Tag 5: Auf dem Schildkrötenberg: bedrohtes Naturparadies

Dienstag, den 10.März 20

Luke lässt uns um 5 Uhr früh aufstehen, doch der heraufziehende, heftige Regen macht dem frühen Abmarsch einen Strich durch die Rechnung. Endlich besteigen wir das Boot, das uns diesmal flussabwärts zum Camp unterhalb des Schildkrötenberges bringen soll.
Und dann setzt wieder Regen ein, der immer heftiger wird, weil wir geradewegs dem Regen hinterher und hinein fahren.

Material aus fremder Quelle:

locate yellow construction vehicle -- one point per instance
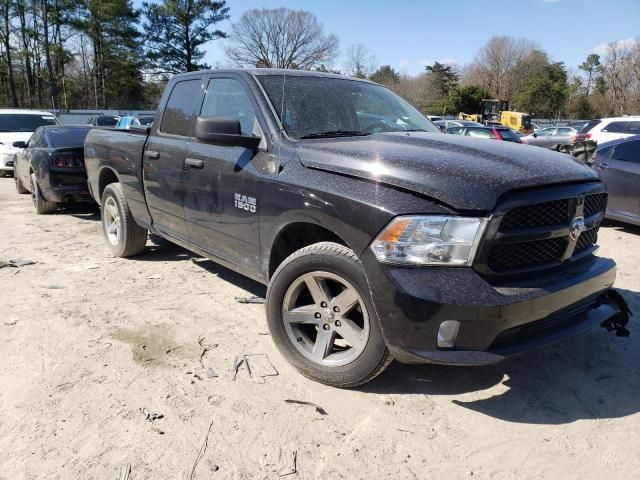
(494, 111)
(518, 121)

Ich bekomme gerade noch meine Regenjacke übergezogen, Tom schützt seine Kameraausrüstung mit doppeltem Plastiksack als das Wasser uns bis auf die Haut (mich zum Glück nur an wenigen Stellen) durchtränkt. Denis und Tom ertragen stoisch diesen Regen, ganz ähnlich den beiden Makushis, die den Regen ohne eine Miene zu verziehen über sich ergehen lassen. Klatschnass erreichen wir das Camp inmitten des Waldes.
Bei einsetzendem Sonnenschein nehmen wir hier das Interview mit Luke auf, der seinen Lebensunterhalt mit dem Ökotourismus verdient. Denn das Land erweckt inzwischen Aufmerksamkeit. Guyana erhielt 2019 den Preis für das Ökotourismus-Ziel Nummer 1 der Welt!
Diese Auszeichnung wurde Guyana auf der globalen Reisemesse ITB in Berlin überreicht.

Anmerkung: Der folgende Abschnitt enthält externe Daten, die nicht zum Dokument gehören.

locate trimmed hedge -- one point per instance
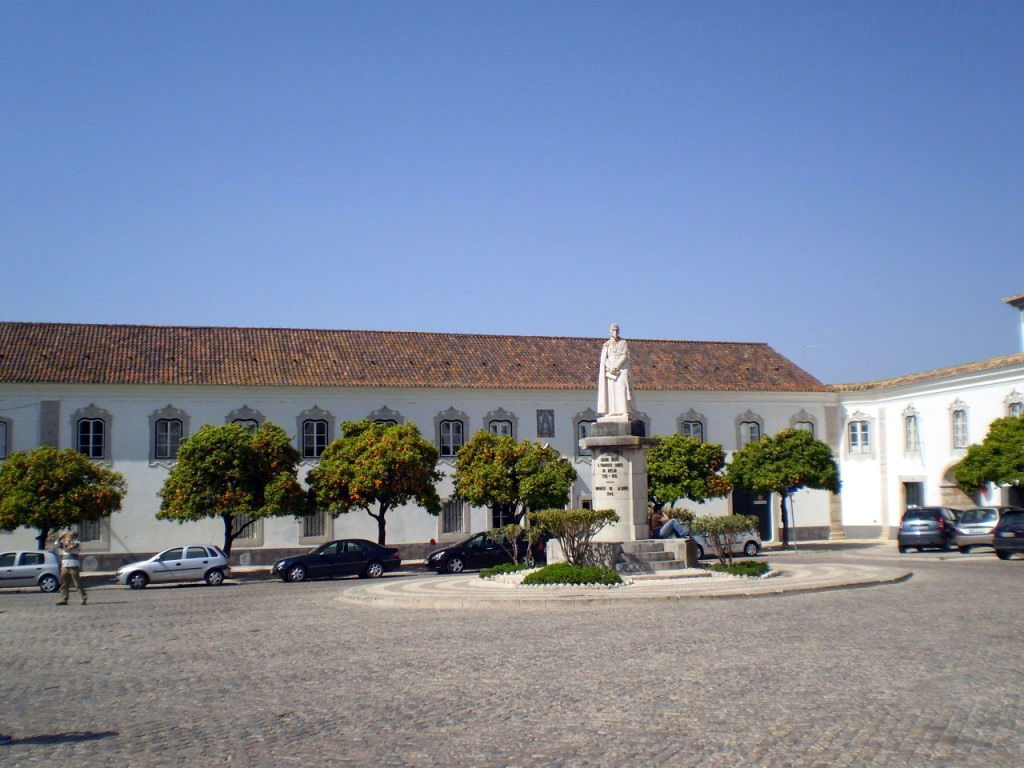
(564, 572)
(508, 567)
(745, 567)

Dann wandern wir los, hinauf auf den 300m hohen Schildkrötenberg. Eine zweite Gruppe Touristen geht an uns vorbei, deren Führer dann plötzlich ins Unterholz abzweigt. Wir gleich hinterher, denn sie sind auf der Suche nach dem auf dem Boden lebenden Kuckuck, eine absolute Rarität. Doch als wir gerade ergebnislos die Suche abbrechen wollen, entdeckt Luke auf dem mit Laub bedeckten Boden eine gelbfüßige Schildkröte. Sie versteckt ihren Kopf erst noch im Panzer, aber als wir lang genug um sie herumstehen, entscheidet sie sich doch noch in unserer Gegenwart weiter zu krabbeln.

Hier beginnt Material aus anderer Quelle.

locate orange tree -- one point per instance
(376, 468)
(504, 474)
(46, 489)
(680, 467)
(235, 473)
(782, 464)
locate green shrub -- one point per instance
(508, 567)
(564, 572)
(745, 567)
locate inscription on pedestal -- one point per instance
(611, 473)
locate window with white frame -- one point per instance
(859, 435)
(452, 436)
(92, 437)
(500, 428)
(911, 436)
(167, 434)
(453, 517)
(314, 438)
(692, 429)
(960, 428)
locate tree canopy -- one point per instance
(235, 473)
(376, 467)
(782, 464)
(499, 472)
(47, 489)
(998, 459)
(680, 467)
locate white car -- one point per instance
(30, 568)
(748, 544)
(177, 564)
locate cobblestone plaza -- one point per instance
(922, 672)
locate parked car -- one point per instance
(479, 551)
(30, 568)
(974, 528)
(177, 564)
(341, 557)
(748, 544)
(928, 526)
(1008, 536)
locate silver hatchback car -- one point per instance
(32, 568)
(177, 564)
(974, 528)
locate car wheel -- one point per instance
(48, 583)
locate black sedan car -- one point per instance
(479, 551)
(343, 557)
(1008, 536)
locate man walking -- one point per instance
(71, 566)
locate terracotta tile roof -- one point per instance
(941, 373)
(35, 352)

Abholzung und Goldschürfen

Oben angekommen haben wir einen phantastischen Blick. Ein weißer Habicht zieht Kreise, wir genießen die Aussicht bis hin zum Essequibo und den etwa 30 km entfernten Bergen. Am Fluss endet die geschützte Zone. Wir erfahren, dass dann eine sogenannte nachhaltige Waldbewirtschaftung stattfindet („sustainable logging“), bei der es erlaubt ist, die größten Bäume aus dem Regenwald zu holen. Luke ist ziemlich aufgebracht, als er davon erzählt. Denn wenn man weiß, dass diese Bäume einen Lebensraum darstellen, der teilweise Hunderte von Jahren zum Wachsen braucht, dann ist eine solche nachhaltige Holzbewirtschaftung im Regenwald mit größter Vorsicht zu genießen. Später erfahren wir auch, dass inzwischen der Holzfrevel in diesem Gebiet drastisch zugenommen hat. Und noch ein Problem: Schon früh wurde in diesen fernen Bergen Gold geschürft, was bis heute mit großen ökologischen Problemen vonstatten geht und immer größere Dimensionen annimmt. Beim Abstieg wird noch ein unscheinbarer, kleiner Laubfrosch entdeckt, dessen Schönheit sich erst erschließt, als wir später die Fotos von Tom betrachten. Kurz vor Ende der Wanderung erspäht Laurence noch Flussschildkröten. Tom unternimmt gleich noch einen Abstecher, diese zu fotografieren, die sich weit entfernt im Fluss auf einem Baumstamm sonnen.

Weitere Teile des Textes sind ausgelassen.